Rep. Gallagher said in a statement Thursday, “This is my message to TikTok: break up with the Chinese Communist Party or lose access to your American users,” continuing, “America’s foremost adversary has no business controlling a dominant media platform in the United States. TikTok’s time in the United States is over unless it ends its relationship with CCP-controlled ByteDance.”

The House Energy and Commerce Committee unanimously advanced the bill with a 50-0 vote.
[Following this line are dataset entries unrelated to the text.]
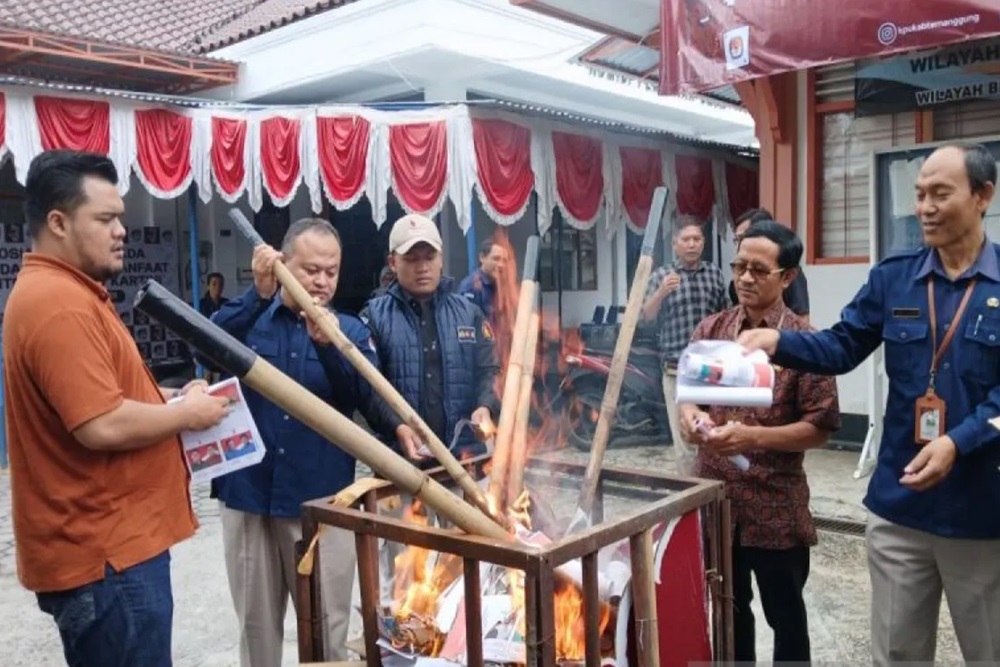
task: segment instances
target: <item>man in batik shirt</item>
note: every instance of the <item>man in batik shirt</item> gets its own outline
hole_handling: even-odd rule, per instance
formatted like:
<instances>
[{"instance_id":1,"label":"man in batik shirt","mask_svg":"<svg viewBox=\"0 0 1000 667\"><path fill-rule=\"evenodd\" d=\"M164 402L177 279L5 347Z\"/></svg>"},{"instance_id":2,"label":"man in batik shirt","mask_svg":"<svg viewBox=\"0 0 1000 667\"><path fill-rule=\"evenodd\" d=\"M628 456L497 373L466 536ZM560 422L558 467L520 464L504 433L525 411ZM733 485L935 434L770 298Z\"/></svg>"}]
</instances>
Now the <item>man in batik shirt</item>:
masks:
<instances>
[{"instance_id":1,"label":"man in batik shirt","mask_svg":"<svg viewBox=\"0 0 1000 667\"><path fill-rule=\"evenodd\" d=\"M736 340L741 331L758 327L807 330L782 299L801 258L802 242L790 229L773 221L753 225L732 263L739 305L702 321L692 339ZM805 663L810 646L802 589L816 528L802 463L806 450L822 446L840 428L840 410L834 378L785 368L775 373L770 408L706 412L681 405L681 429L699 445L697 475L725 482L732 501L736 661L756 660L753 576L774 630L775 664ZM729 460L737 454L749 459L749 469Z\"/></svg>"}]
</instances>

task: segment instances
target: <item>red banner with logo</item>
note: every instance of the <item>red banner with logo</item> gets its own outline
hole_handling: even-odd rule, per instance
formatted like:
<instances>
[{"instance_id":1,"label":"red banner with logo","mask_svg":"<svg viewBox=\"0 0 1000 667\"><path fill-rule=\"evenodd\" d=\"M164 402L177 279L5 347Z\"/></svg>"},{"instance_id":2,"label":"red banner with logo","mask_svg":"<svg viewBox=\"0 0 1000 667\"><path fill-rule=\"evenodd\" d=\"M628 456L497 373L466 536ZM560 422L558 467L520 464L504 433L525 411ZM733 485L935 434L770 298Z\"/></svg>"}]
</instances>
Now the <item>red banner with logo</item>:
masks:
<instances>
[{"instance_id":1,"label":"red banner with logo","mask_svg":"<svg viewBox=\"0 0 1000 667\"><path fill-rule=\"evenodd\" d=\"M660 0L660 92L1000 34L997 0Z\"/></svg>"}]
</instances>

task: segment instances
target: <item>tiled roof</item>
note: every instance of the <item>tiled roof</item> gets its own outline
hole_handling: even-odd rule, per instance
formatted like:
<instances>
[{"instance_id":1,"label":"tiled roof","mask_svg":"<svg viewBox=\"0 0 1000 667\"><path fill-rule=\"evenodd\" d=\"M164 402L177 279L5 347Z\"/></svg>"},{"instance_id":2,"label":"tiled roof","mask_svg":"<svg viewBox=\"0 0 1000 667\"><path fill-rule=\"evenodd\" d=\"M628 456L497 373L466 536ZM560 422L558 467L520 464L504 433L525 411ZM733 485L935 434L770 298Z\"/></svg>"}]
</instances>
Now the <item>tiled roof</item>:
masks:
<instances>
[{"instance_id":1,"label":"tiled roof","mask_svg":"<svg viewBox=\"0 0 1000 667\"><path fill-rule=\"evenodd\" d=\"M0 23L206 53L356 0L0 0Z\"/></svg>"},{"instance_id":2,"label":"tiled roof","mask_svg":"<svg viewBox=\"0 0 1000 667\"><path fill-rule=\"evenodd\" d=\"M240 16L199 35L191 50L199 53L214 51L352 2L357 0L258 0Z\"/></svg>"}]
</instances>

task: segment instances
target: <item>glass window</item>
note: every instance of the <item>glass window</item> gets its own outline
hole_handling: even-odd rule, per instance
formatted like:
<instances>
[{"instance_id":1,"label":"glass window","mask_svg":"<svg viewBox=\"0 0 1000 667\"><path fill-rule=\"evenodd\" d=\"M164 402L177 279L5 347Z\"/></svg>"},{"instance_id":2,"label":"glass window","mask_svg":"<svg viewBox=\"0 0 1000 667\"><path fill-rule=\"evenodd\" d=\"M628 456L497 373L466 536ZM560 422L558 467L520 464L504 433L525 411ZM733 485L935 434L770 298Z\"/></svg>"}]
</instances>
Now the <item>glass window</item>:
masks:
<instances>
[{"instance_id":1,"label":"glass window","mask_svg":"<svg viewBox=\"0 0 1000 667\"><path fill-rule=\"evenodd\" d=\"M543 291L597 289L597 225L588 230L570 227L557 208L552 226L541 238L538 279Z\"/></svg>"}]
</instances>

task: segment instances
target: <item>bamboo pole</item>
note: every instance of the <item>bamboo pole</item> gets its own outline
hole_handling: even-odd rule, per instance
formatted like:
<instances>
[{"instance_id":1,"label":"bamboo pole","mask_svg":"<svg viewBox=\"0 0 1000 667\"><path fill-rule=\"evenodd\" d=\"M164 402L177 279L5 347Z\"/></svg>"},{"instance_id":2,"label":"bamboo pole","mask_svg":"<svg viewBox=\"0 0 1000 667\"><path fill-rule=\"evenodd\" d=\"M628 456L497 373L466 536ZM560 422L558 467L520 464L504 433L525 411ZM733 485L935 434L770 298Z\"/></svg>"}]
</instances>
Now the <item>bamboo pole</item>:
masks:
<instances>
[{"instance_id":1,"label":"bamboo pole","mask_svg":"<svg viewBox=\"0 0 1000 667\"><path fill-rule=\"evenodd\" d=\"M521 389L524 347L527 342L531 313L535 309L535 300L538 298L538 283L535 282L537 263L538 237L531 236L528 238L528 248L524 253L524 271L517 301L517 317L514 319L514 333L510 344L507 375L504 378L503 394L500 398L500 420L497 424L496 441L493 448L493 467L490 470L489 495L497 501L499 507L503 507L503 493L506 490L511 439L517 415L517 396Z\"/></svg>"},{"instance_id":2,"label":"bamboo pole","mask_svg":"<svg viewBox=\"0 0 1000 667\"><path fill-rule=\"evenodd\" d=\"M524 466L528 460L528 422L531 418L531 397L535 387L535 360L538 357L538 332L541 317L536 310L528 322L528 340L521 365L521 387L517 395L517 415L514 418L514 438L511 443L510 481L507 498L511 501L524 490Z\"/></svg>"},{"instance_id":3,"label":"bamboo pole","mask_svg":"<svg viewBox=\"0 0 1000 667\"><path fill-rule=\"evenodd\" d=\"M254 247L264 244L264 240L257 233L257 230L253 228L253 225L247 220L246 216L243 215L242 211L237 208L230 209L229 217ZM452 479L458 483L465 492L466 498L482 510L484 514L504 525L504 519L494 515L490 511L485 494L479 485L476 484L476 481L472 479L468 470L455 458L455 455L451 453L451 450L445 446L441 439L435 435L417 411L406 402L402 394L368 361L361 350L344 335L337 324L334 314L329 309L316 305L309 292L302 287L301 283L299 283L288 267L281 261L275 262L274 275L282 289L288 292L292 300L305 312L319 330L330 339L330 342L333 343L344 358L357 369L358 373L368 381L378 395L399 415L399 418L423 438L434 458L448 471Z\"/></svg>"},{"instance_id":4,"label":"bamboo pole","mask_svg":"<svg viewBox=\"0 0 1000 667\"><path fill-rule=\"evenodd\" d=\"M163 285L153 280L147 282L136 295L134 305L220 368L240 378L247 386L336 443L401 491L419 498L462 530L496 540L510 540L510 534L492 517L446 489L375 436L257 356Z\"/></svg>"},{"instance_id":5,"label":"bamboo pole","mask_svg":"<svg viewBox=\"0 0 1000 667\"><path fill-rule=\"evenodd\" d=\"M625 379L625 368L628 366L628 355L632 349L632 337L635 334L639 316L642 313L642 302L646 295L646 284L653 270L653 248L656 246L656 235L660 229L660 217L667 198L667 189L658 187L653 192L653 201L649 207L649 218L642 237L642 254L632 279L632 290L629 292L628 304L625 307L625 317L615 342L615 352L611 358L611 370L608 372L608 383L604 388L604 398L601 400L601 412L597 418L597 428L594 430L594 440L590 448L590 461L580 487L580 499L576 514L570 524L568 533L586 528L591 524L591 511L594 497L597 494L597 483L601 476L601 466L604 464L604 452L611 435L611 424L618 410L618 399L621 395L622 382Z\"/></svg>"},{"instance_id":6,"label":"bamboo pole","mask_svg":"<svg viewBox=\"0 0 1000 667\"><path fill-rule=\"evenodd\" d=\"M660 633L656 615L656 556L650 528L629 538L632 557L632 607L635 610L635 648L639 667L659 667Z\"/></svg>"}]
</instances>

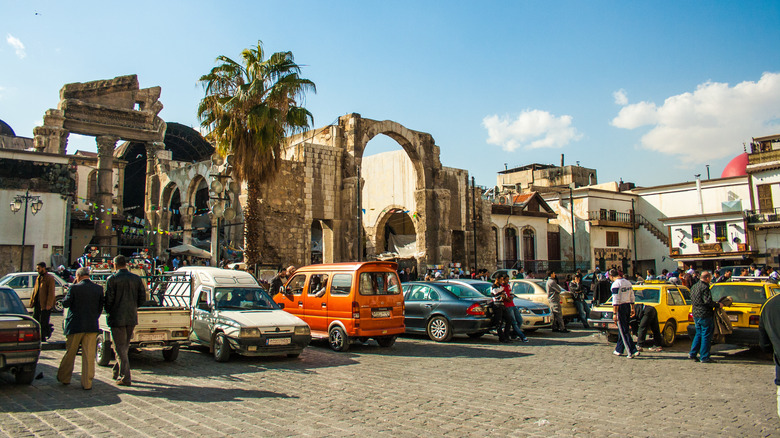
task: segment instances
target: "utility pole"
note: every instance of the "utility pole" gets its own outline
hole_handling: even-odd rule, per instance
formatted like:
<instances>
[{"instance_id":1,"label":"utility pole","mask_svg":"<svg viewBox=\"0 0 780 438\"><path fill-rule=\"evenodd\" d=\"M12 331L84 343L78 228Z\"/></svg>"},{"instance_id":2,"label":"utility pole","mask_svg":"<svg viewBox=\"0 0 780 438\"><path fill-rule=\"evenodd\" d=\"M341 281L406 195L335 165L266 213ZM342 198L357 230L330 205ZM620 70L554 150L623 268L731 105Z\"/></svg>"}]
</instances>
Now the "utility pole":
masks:
<instances>
[{"instance_id":1,"label":"utility pole","mask_svg":"<svg viewBox=\"0 0 780 438\"><path fill-rule=\"evenodd\" d=\"M574 190L569 186L569 211L571 212L571 261L572 272L577 272L577 230L574 228Z\"/></svg>"},{"instance_id":2,"label":"utility pole","mask_svg":"<svg viewBox=\"0 0 780 438\"><path fill-rule=\"evenodd\" d=\"M707 166L707 170L709 171L709 166ZM637 263L637 251L636 251L636 206L634 205L635 200L631 200L631 231L634 234L634 276L636 276L636 263Z\"/></svg>"},{"instance_id":3,"label":"utility pole","mask_svg":"<svg viewBox=\"0 0 780 438\"><path fill-rule=\"evenodd\" d=\"M474 177L471 177L471 228L474 234L474 268L477 269L477 186L474 183Z\"/></svg>"}]
</instances>

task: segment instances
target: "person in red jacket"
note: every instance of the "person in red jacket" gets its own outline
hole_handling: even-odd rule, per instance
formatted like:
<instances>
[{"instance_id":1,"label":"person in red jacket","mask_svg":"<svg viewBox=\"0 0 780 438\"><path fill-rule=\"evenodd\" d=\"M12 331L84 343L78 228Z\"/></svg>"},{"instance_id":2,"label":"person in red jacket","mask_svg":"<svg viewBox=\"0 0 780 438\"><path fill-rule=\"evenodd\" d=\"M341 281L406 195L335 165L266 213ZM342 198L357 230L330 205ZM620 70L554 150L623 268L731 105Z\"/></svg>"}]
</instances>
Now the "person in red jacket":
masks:
<instances>
[{"instance_id":1,"label":"person in red jacket","mask_svg":"<svg viewBox=\"0 0 780 438\"><path fill-rule=\"evenodd\" d=\"M30 307L33 308L33 318L41 325L41 339L49 339L52 332L49 317L51 309L54 307L56 294L54 292L54 276L46 270L46 263L40 262L35 267L38 277L35 278L32 295L30 296Z\"/></svg>"}]
</instances>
The bill will head to a floor vote next week, House Majority Leader Steve Scalise said in a post on X Thursday evening.

Earlier Thursday, TikTok displayed an alert to users in the U.S. urging them to oppose the legislation that said, “Stop a TikTok shutdown” and prompting them to call their congressional representatives with the message, “Let Congress know what TikTok means to you and tell them to vote NO.”

In addition to requiring ByteDance to sell TikTok or be banned in the U.S., the bill “creates a process for the President to designate certain, specifically defined social media applications that are subject to the control of a foreign adversary” and “pose a national security risk.”

Montana last year became the first U.S. state to pass a law banning TikTok. However, a federal judge blocked the legislation before it was set to take effect on Jan. 1, 2024 — ruling that it “oversteps state power and infringes on the Constitutional rights of users and businesses.”

The reason for the ban comes from concerns about spying from the Chinese Communist Party (CCP). TikTok is used by approximately 170 million Americans. US officials have warned that China’s intelligence laws could enable Beijing to access the user information TikTok collects by forcing ByteDance to hand over the data.

The fear of the Chinese government using personal information to identify intelligence targets or to facilitate mass disinformation campaigns that could disrupt elections.